At the University of Toronto, Hu advanced initiatives involving healthy cities; big data for population health; and the integration of the Institute for Health Policy Management and Evaluation, as well as the Joint Centre for Bioethics into the School. He also led the effort to create and secure a $10 million endowment for the Waakabiness-Bryce Institute for Indigenous Health, as well as $30 million in philanthropic gifts that support initiatives related to the integration of population health into primary care, social entrepreneurship, and addressing health inequities around the world.
Hu’s teams have generated more than 300 peer-reviewed publications and have won multiple national and international awards, such as the 1999 Progress and Achievement Award from the U.S. NIH/NIEHS; the 2011 Award of Excellence from the American Public Health Association; and the 2015 John Goldsmith Award for Outstanding Contributions from the International Society for Environmental Epidemiology. In 2016, Hu was elected to Fellowship in the Canadian Academy of Health Sciences.

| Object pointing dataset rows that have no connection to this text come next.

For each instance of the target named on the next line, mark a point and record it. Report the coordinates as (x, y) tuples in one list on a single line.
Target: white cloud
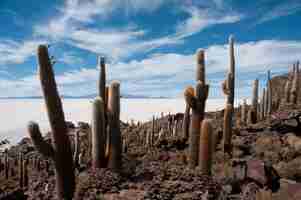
[(71, 59), (201, 19), (12, 52), (123, 42), (280, 10), (168, 74)]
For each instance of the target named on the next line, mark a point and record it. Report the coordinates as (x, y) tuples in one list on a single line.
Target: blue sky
[(150, 45)]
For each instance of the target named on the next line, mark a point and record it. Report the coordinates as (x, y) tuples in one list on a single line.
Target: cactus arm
[(40, 144), (115, 134), (65, 178), (98, 133), (200, 73), (190, 97), (205, 155), (76, 149), (227, 127)]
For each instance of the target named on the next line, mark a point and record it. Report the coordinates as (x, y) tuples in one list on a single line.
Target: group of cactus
[(200, 136), (198, 130), (105, 138), (105, 125), (291, 89)]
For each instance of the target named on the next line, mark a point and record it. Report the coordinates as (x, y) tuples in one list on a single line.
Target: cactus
[(206, 142), (186, 122), (255, 100), (98, 134), (287, 91), (25, 174), (21, 170), (228, 85), (196, 100), (227, 129), (262, 104), (114, 123), (76, 149), (60, 152), (269, 94), (295, 85), (6, 164), (102, 78)]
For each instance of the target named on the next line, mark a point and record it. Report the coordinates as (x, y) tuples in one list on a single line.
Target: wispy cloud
[(119, 43), (12, 52), (168, 74), (71, 58), (280, 10)]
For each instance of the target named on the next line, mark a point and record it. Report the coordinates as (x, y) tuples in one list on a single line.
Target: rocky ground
[(266, 156)]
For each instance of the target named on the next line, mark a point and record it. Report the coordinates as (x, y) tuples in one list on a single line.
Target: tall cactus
[(114, 123), (196, 100), (295, 85), (25, 174), (228, 87), (206, 147), (244, 112), (255, 99), (227, 128), (186, 122), (98, 133), (60, 152), (76, 149), (21, 170), (102, 78), (6, 164), (229, 84), (269, 93)]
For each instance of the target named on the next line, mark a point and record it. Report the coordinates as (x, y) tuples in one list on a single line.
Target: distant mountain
[(90, 96)]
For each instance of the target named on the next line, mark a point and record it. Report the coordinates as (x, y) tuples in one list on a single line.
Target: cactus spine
[(206, 141), (114, 123), (98, 134), (255, 100), (196, 99), (295, 85), (61, 150)]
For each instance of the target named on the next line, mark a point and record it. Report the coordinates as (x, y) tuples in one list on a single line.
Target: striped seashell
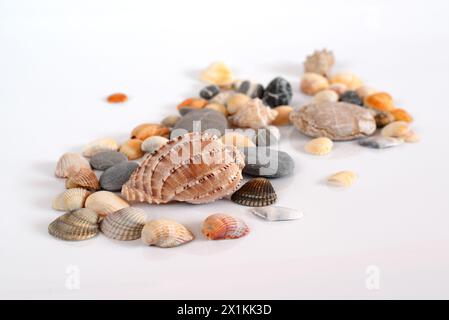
[(165, 233), (223, 226), (70, 162), (71, 199), (76, 225), (193, 168), (257, 192), (124, 224), (105, 202), (84, 178)]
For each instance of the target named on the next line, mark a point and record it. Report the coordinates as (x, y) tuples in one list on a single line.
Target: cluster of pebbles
[(105, 180)]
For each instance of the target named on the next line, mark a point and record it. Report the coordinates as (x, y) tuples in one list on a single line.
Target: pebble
[(114, 177), (106, 159)]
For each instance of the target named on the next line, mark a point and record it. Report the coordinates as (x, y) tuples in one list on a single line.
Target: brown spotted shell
[(194, 168)]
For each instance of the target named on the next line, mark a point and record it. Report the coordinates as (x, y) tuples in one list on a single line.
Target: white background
[(60, 59)]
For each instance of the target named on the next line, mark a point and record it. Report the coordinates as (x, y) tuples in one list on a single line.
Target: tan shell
[(99, 146), (71, 199), (194, 168), (319, 146), (105, 202), (69, 163), (165, 233), (125, 224), (255, 114)]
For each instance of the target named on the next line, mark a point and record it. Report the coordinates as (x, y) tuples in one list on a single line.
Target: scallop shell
[(257, 192), (81, 224), (165, 233), (71, 199), (105, 202), (223, 226), (84, 178), (70, 162), (125, 224), (100, 145), (194, 168), (254, 115)]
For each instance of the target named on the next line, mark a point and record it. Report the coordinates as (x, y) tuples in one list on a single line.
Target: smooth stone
[(115, 177), (267, 162), (106, 159)]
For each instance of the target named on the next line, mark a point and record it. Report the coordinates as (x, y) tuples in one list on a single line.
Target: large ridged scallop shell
[(71, 199), (223, 226), (81, 224), (105, 202), (70, 162), (194, 168), (257, 192), (125, 224), (165, 233)]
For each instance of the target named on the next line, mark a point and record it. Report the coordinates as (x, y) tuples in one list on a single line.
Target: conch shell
[(194, 168)]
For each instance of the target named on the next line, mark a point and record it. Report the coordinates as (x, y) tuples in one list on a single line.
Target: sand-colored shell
[(223, 226), (257, 192), (105, 202), (71, 199), (342, 179), (165, 233), (125, 224), (69, 163), (195, 168), (84, 178), (255, 114), (217, 73), (319, 146), (76, 225)]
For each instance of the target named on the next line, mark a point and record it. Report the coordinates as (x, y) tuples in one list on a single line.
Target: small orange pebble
[(194, 103), (117, 98), (381, 101), (401, 115)]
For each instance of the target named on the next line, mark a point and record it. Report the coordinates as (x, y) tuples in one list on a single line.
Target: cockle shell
[(71, 199), (100, 145), (81, 224), (125, 224), (194, 168), (254, 115), (105, 202), (69, 163), (223, 226), (165, 233), (257, 192)]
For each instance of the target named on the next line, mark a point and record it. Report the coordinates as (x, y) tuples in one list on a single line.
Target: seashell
[(194, 168), (84, 178), (223, 226), (125, 224), (71, 199), (275, 213), (132, 149), (217, 73), (396, 129), (147, 130), (76, 225), (320, 62), (69, 163), (342, 179), (312, 83), (105, 202), (165, 233), (257, 192), (153, 143), (254, 115), (99, 146), (319, 146)]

Hu began his academic career in 1990 in the Department of Environmental Health at the Harvard School of Public Health, while carrying a dual appointment in the Harvard School of Medicine; in 2002 he was promoted to full professor with tenure. In 2006 he was recruited as chair and professor to the Department of Environmental Health Sciences at University of Michigan School of Public Health, with dual appointments in epidemiology and medicine. At Michigan, he held the endowed NSF International Chair.
Hu has long been active in promoting peace internationally. In 1999-2000, he was a Senior Faculty Fulbright Scholar in India. He served on the Board of Directors of, and went on four fact-finding missions for, Physicians for Human Rights, and served on the Board of Population and Public Health Practice of the Institute of Medicine of the National Academy of Sciences; the Board of Environmental Studies and Toxicology of the National Research Council; on the External Advisory Council of the U.S. National Institute for Environmental Health Sciences; and as the chair of the Research Commission for the International Physicians for the Prevention of Nuclear War. In that capacity, he and two colleagues published the 1995 scholarly book “Nuclear Wastelands: A Global Guide to Nuclear Weapons Production and its Health and Environmental Effects.”
Hu majored in biology as an undergraduate at Brown University and received his MD from Albert Einstein College of Medicine in New York. He received his MPH, MS and ScD from the Harvard School of Public Health. He trained in internal medicine at Boston City Hospital, in Occupational Medicine at Harvard and is board certified in both.
Hu’s wife Rani Kotha will be joining the USC Schaeffer Center for Health Policy and Economics. She previously served as the executive director of the University of Michigan Center for Global Health, and senior strategist at the University of Toronto’s Institute for Global Health Equity and Innovation.
Hu takes over for Thomas Valente, PhD, who has served as interim chair of the Department of Preventive Medicine since 2018. Laura Mosqueda, MD, dean of the Keck School, thanked Valente “for his gracious assistance in the transition to a new chair.”
“He has been a thoughtful leader and has been an effective advocate for the faculty, staff and students in the department,” Mosqueda said.